Sem rumo? Siga o cheiro da maniçoba

Por Elias Ribeiro Pinto, no DIÁRIO

1 Às vezes não dá vontade apenas de sair assim, sem rumo? Pode até deixar o carro na garagem, no estacionamento. Sair andando até aonde as pernas levarem. Mas aí você lembra da dor na perna, na dobradiça do joelho. Uma dor óssea, persistente, que não cede aos anti-inflamatórios comuns. Nem sequer ao emplastro Sabiá. E aí já pinta a neura. Será?

2 Então o melhor é viajar através dos livros, à roda do quarto.
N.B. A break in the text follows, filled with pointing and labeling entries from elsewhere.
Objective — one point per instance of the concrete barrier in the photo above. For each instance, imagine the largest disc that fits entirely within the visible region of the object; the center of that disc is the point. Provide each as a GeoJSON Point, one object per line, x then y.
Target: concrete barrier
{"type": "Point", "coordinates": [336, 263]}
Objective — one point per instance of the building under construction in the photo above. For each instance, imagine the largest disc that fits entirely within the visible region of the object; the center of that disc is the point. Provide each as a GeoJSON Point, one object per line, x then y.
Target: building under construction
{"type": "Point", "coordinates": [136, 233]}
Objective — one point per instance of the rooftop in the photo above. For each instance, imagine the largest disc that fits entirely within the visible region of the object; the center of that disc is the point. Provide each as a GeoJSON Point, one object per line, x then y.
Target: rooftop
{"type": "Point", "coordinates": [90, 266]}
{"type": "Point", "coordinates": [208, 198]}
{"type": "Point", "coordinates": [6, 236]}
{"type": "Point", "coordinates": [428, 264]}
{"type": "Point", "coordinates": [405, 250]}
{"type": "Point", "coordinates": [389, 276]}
Você escolhe um entre os quinze mil livros à sua volta, se joga na cama e abre o volume. Mas algo o incomoda. Sente um desconforto na leitura. Claro, você esqueceu de desenganchar do nariz os óculos da miopia, os cinco ou seis graus (pois agora estão diminuindo, depois de terem crescido, os graus, ao longo dos últimos trinta e cinco anos). Mas agora, em (des)compensação, a oculista lhe passou óculos de leitura. Na verdade, para ler, você prefere dispensar estes parceiros de uma vida, os óculos. Melhor ler a olho nu. Os de leitura lhe servem, confortavelmente, para escrever diante do computador, à média distância. Tem hora que você já não sabe com quais dos óculos está, pois recusa os bifocais.

3 Mas deu para entender, não é? O(A) companheiro(a) já não depende apenas das próprias pernas ou dos olhos a descoberto para ganhar o mundo ou as páginas sem cancelas do livro. Alguma coisa está fora da ordem, diria o Caetano Veloso. Você já entendeu ou quer que eu desenhe? Só um momentinho, deixe pegar os óculos para desenho.
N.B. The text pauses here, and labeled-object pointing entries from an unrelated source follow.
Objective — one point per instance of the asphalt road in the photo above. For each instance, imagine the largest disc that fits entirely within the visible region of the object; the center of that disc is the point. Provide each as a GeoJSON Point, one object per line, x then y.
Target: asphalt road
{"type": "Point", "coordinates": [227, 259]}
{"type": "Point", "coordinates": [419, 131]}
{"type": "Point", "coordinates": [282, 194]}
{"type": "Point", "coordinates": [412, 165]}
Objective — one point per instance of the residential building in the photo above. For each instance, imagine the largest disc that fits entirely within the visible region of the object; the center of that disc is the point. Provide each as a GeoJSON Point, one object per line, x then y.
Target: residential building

4 Outra doideira é o fato de, na livraria, já não saber se tem ou não em casa o livro que agora folheia, retirado da estante da loja. Desconfia que sim, deve ter um exemplar daquele título em algum canto da biblioteca doméstica, talvez numa outra edição, mas se decide a comprar de novo o livro. Afinal, o seu exemplar antigo dificilmente será encontrado em meio à rotação cabalística em que gravitam os livros de sua casa.

5 Você não pode ter todas as mulheres do mundo – mas nada o impede de tentar. Putz. Não era nada disso. Vou já levar no lombo um processo politicamente correto. Você não vai conseguir ler todos os livros do mundo. Era o que eu ia escrever. Quer dizer, olhando os livros aqui em minha volta, em torno da mesa do computador em que escrevo o texto que se vai compondo na tela e vocês estão lendo neste momento, vendo os volumes espalhados ao redor, nem a estes terei tempo de lê-los todos. Bem, mas posso tentar, nada me impede. O sono me impede. É, quando os levo para a cama, depois do trampo diário, mais o tempo da escrita, o sono me abate com poucos minutos, ou capítulos, de leitura. Capitulo. O Walter Benjamin dizia que livros e prostitutas podem ser levados para a cama. Nem vou desenvolver esse tema. Mas houve tempo. Houve tempo.

6 Bem, era isso. Quer dizer, não era nada disso. E aquela cervejinha, está de pé? Para animar a discussão da eleição, do segundo turno? Olha, neste caso, para encerrar logo essa discussão, milito com o Millôr Fernandes. Que dizia, naquelas suas frases célebres pela precisão dos contrários, do oximoro que imanta contrários. Eu não gosto da direita porque é de direita. Eu não gosto da esquerda porque é de direita. Mas não gosto, acima de tudo e de todos, do Liberal. E não estou me referindo ao José Guilherme Merquior, a quem continuo apreciando muito, apesar dos oximoros que nos afastam aqui e ali.

7 Sem rumo? Então siga o cheiro de maniçoba que vem de todos os cantos. Elementar, meu caro leitor.

Um comentário em “Sem rumo? Siga o cheiro da maniçoba

  1. Valeu Elias pelo bom Texto.Dentro do Texto,gostei muito quando da citação do Ensaista e Escritor Alemão Walter Benjamim,como estamos em Periodo Eleitoral no Brasil,nada mais justo de que fazer uma pequena homenagem aos políticos,ao citar aqui, uma das”Pérolas”do Escritor:”Deus é quem nutre todos os Homens,e o Estado é quem os reduz a fome”.Um abraço Elias, gosto muito dos seus artigos e textos.